Kamu pernah mengalami ribetnya punya adik kembar? Aku kini tengah merasakannya. Kelucuan-kelucuan yang ditampilkan keduanya sebanding dengan kerepotan-kerepotan yang ditimbulkan oleh mereka. Okay, katakanlah aku sebagai kakak yang rese, ceriwis atau mau menang sendiri. Begitulah keadaan yang sebenarnya.
            Sejak awal, Mama membiasakan tidak membuat suatu apa pun barang atau benda yang dipakai oleh keduanya sama, seragam. Bahkan tempat tidur mereka dipisah, meski masih satu kamar.
            “Kak Mae, bantuin Vena jepitin rambut dong,” pagi ini Vena mulai bertingkah. Dia seperti sengaja mengganggu aktivitasku yang hendak segera berangkat sekolah.
            “Oh, tidak! Minta tolong saja sama Mama. Kakak tidak bisa meladeni kamu,” jawabku singkat.
            Vena bukannya berpaling, dia malah memelukku.
            “Kali ini saja ya, Kak Mae. Besok Vena akan belajar menyisir dan pakai pita serta jepit rambut sendiri,” rengek Vena.
            “Potong saja rambutmu seperti punya Veni, tuh. Dia nggak kerepotan setiap kali merapikan,” jawabku kesal.
            “Aku suka dengan rambut indahku,” jawab Vena sambil mencubit pipiku. Ah, anak itu selalu saja usil. Bukan kali ini saja saat dia meminta tolong. Bahkan Vena suka menggoda teman-temanku saat bertandang ke rumah .
            “Enak ya, jadi anak SMP. Boleh punya teman cowok bertandang ke rumah,” Vena usil lagi ketika teman-temanku belajar kelompok di rumah.
            “Anak kelas 1 SD juga boleh kok, bermain sama teman-teman cowoknya di rumah. Tuh, lihat si Veni lebih asyik bermain petak umpet sama tetangga sebelah daripada kamu yang suka ngerusuh,” jawabku santai.
            “Aiih, Kak Mae selalu membandingkan aku dengan Veni,” Vena berlalu, lagi-lagi sambil mencubit pipiku.
***
            Hari itu aku menerima kabar duka saat pulang sekolah. Si Kembar terserempet motor ketika berangkat sekolah pagi harinya. Seperti biasa mereka selalu berangkat bersama ke sekolah yang berjarak dua ratusan meter dari rumah. Mama jarang mengantar mereka naik motor, kecuali jika kesiangan. Vena dan Veni terbiasa berjalan kaki menyusuri jalan dan taman bunga sebelum menuju halaman sekolah.

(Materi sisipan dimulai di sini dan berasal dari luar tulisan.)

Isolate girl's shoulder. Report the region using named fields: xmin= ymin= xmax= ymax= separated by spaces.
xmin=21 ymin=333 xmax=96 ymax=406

            Aku ingat, di pagi itu, lagi-lagi Vena menggangguku dengan minta tolong dipasangkan pita rambutnya yang baru. Aku jadi curiga, jangan-jangan kerepotan dia hanya ingin memamerkan saja barang-barang baru kesukaannya. Sekali lagi, aku menolak membantunya dan Vena berlari ke arah Mama. Mama yang akhirnya menguncir rambut panjangnya.
            “Vena lekas sembuh ya,” kataku saat menjenguknya di klinik 24 jam yang lokasinya satu komplek perumahan.
            “Asal Kakak berjanji, bantuin aku merapikan rambut setiap pagi,” kata Vena. Kulirik Veni yang menangis di pangkuan Mama.
            “Ya ampun! Kamu masih saja suka menjahili Kakak,” kataku sambil membelai rambutnya yang panjang sebahu. Veni yang masih menggelayut pada Mama aku cium pipinya yang sama gembul denganku.
            “Kalian ini lho, besok lagi kalau jalan hati-hati,” kataku kemudian.
            Kecelakaan kecil itu hanya sebagian kisah mereka berdua. Suatu kali, aku benar-benar dibuat pusing tujuh keliling tatkala sebuah kejadian menggemparkan menimpa keluarga kami.
            Vena dan Veni bermain masak-memasak dan menggunakan minyak dan api sungguhan di halaman belakang rumah. Peristiwa itu tanpa sepengetahuan Mama yang lagi sibuk di dapur. Vena terkena tumpahan minyak di rambut, lalu Veni bermain api, dan menyulut rambut Vena yang panjang.
            Untung Vena tak mengalami luka yang berarti. Namun dia harus merelakan rambut indahnya dipangkas pendek.
            “Cepat, lekas panjangin lagi rambutmu ya, Dek. Kakak ingin bantuin kamu menyisir dan memasang pita, setiap kali kamu akan berangkat sekolah,”
            Sekarang tinggal penyesalanku sebagai kakak. Mengapa dulu ketika Vena meminta tolong aku merapikan rambut panjangnya selalu kutolak. Untung Vena menerima keadaan dirinya. Dia lebih kuat dan tidak cengeng seperti Veni. Memang, Vena bukan Veni.